Иржина внезапно повернулась в мою сторону и, взглянув мне прямо в глаза, проговорила порывисто:
— Вы все еще нуждаетесь во мне, князь?
Я кивнул и подал ей руку. Вокруг нас царила суета. Все собирались в дорогу, и никто не заметил, как я, улучив момент, увел молодую женщину в старые палаты монастырского настоятеля, где в эти минуты никого не было. Там я обнял и поцеловал ее. Но, Иржина быстро отстранилась и произнесла запальчиво, на грани истерики:
— Ты все еще не понимаешь, на что я решилась ради тебя, Андрэ, осмелившись на этот побег из Гельфа и подвергнув опасностям жизни своих ближайших родственниц! О, я, разумеется, понимаю, что ты поступил ради меня гораздо хуже, что ты изменил со мной своей законной жене, но сейчас это не имеет для меня никакого значения! В тот день, когда у меня хватило решимости оставить замок моего покойного мужа, чтобы пуститься вместе с тобой в это опасное путешествие, я поставила на кон все, что у меня было. Я подарила тебе свою любовь и бросила к твоим ногам всю свою привычную жизнь! И теперь, оказавшись посреди всех этих ужасных событий, сражений и смертей, которые сопровождают всю эту страшную поездку, я уповаю лишь на тебя, Андрэ, и на твою добрую волю. Я же обыкновенная слабая женщина, и неужели тебе не понятно, что мне постоянно страшно находиться в таком положении, когда я уже сожгла все мосты за собой, а вокруг меня лишь хаос? Так могу ли я надеяться на тебя?
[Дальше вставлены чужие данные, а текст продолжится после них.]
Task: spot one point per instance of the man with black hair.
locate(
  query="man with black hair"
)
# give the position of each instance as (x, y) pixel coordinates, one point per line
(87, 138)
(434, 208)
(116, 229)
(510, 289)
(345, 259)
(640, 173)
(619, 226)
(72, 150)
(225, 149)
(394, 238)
Высказавшись очень откровенно, Иржина замолчала, а ее красивые глаза наполнились слезами, которые она начала вытирать белым кружевным платочком, достав его из рукава своей шубки. Я стоял внутри анфилады разрушенных комнат, глядя на эту восхитительную женщину и ощущая, как холодок тревоги проникает мне в самую душу. Слова Иржины, полные отчаяния и страсти, звучали в моих ушах, как тревожная мелодия, в которой переплетались страх и надежда. В этот момент я отчетливо понимал, что наша встреча — это встреча разных эпох и взглядов на мир, столкновение двух наших разных судеб, полных противоречий и собственных страстей, которые никак не могли быть схожими, но, несмотря на все это, мы вполне понимали друг друга.